The mood of the crowd? Anything seen as government intrusion was answered with boos. If it was seen as free enterprise growth, it was lauded and cheered.
But this polarized crowd stopped catcalling and grew quiet when Boucher and the panel reminded them that health care costs are rising, local hospitals are overwhelmingly dependent on Medicaid, the government insurance plan for the poor, and Medicare, the government insurance plan for the elderly.
Neither comes close to reimbursing hospitals for their actual costs. So hospitals shift their costs to private insurance patients to try to make up the difference.
That doesn’t work well either, because the fewest number of local patients are those with private insurance.
Don’t forget that there will be a gap of more than $1 billion between Medicaid reimbursements and services rendered in Virginia next year, regardless of health care reform. And Medicare is on the brink of bankruptcy.
Ignoring a problem that is eating our wealth and costing everyone is not an option.
The panel included Wellmont Health Systems CEO Mike Snow, Mountain States Health Alliance CEO Dennis Vonderfecht, Johnston Memorial Hospital CEO Sean McMurray, Holston Medical Group founder Jerry Mullins ,and Mary Wakefield, administrator of the Health Administration Services Administration in Washington, D.C.
Wakefield was the only one of the five who gave any real support for a government plan. The others said the aim should be to provide better health care service, by reducing waste, improving patient health and increasing competition to bring down insurance costs.
Boucher said lowering costs and improving access, not “single payer,” is the real focus of health care reform and that is the message he has heard from constituents for years. He vowed to oppose any measure that would increase the national debt or lower quality of care for Americans. He also, rightly, noted the need for “more creative thinking” on the measure, because there are not 60 senators who currently support a single-payer plan.
Any measure should guarantee insurance portability between jobs and insurability despite pre-existing medical conditions.
We agree, but people who engage in risky behaviors, such as smoking and excessive drinking, or who are obese or have certain medical conditions should be expected to pay higher premiums.
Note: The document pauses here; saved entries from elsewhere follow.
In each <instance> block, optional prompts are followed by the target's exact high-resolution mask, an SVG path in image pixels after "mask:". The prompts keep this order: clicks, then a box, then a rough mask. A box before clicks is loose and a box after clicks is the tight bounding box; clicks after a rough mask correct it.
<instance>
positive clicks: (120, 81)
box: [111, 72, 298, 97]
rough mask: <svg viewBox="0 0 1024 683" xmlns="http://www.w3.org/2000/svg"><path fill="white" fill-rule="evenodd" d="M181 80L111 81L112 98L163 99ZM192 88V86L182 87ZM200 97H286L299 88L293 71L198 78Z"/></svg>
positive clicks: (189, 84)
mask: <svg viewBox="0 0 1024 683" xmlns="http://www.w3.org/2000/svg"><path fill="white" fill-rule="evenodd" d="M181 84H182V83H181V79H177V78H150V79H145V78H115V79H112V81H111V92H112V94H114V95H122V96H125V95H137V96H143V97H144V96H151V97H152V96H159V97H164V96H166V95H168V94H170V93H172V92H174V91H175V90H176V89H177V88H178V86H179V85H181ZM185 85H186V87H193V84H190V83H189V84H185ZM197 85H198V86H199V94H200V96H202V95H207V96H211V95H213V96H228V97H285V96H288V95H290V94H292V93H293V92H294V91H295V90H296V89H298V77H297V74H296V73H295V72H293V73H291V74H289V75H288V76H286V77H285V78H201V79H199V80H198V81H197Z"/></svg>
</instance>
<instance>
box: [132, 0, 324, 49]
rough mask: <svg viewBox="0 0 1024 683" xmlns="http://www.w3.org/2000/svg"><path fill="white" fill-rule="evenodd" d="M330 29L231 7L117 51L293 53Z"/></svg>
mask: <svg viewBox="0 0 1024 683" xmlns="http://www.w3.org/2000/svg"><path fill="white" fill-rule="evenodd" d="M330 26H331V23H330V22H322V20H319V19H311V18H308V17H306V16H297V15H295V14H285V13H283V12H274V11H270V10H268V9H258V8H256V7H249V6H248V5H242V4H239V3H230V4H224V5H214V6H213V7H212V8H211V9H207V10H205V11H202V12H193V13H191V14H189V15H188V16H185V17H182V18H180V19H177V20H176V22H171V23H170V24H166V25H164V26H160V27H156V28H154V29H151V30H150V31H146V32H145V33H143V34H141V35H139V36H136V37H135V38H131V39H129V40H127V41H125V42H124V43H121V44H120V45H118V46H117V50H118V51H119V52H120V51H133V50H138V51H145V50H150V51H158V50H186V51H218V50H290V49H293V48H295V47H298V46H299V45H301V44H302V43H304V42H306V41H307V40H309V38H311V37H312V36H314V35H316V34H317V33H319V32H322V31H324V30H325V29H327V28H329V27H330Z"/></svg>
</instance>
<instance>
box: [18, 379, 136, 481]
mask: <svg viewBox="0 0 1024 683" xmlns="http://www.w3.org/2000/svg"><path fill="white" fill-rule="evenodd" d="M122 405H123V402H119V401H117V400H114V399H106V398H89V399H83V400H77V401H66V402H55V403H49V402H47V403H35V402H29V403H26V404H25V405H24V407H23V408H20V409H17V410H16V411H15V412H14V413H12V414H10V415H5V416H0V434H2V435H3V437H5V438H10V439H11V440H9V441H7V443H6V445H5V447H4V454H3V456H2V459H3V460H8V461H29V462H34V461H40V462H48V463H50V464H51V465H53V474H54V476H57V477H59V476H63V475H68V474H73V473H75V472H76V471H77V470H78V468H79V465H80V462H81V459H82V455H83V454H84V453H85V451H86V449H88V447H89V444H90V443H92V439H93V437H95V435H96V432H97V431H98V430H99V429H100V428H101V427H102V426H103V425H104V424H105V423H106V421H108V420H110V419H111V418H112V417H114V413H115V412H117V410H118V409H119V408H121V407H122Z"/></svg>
People who have had numerous car accidents pay higher auto insurance; the same should hold true for people who engage in risky health behaviors.
Boucher deserves credit for voting against sending a health care bill to the floor of the House before the summer recess. We strongly support his reasoning: The health care reform issue – in scope and consequence – deserves time and attention, and no one should feel rushed to make a decision. Boucher took a reasoned approach to a complicated issue that affects us all.
It appears now, in these shifting sands, that Congress will focus on legislation that will shore up Medicare and develop state or regional cooperatives, not a single-payer program.
We are arriving at a reasoned place in this debate, one based on economic reality and that will provide a platform for true reform.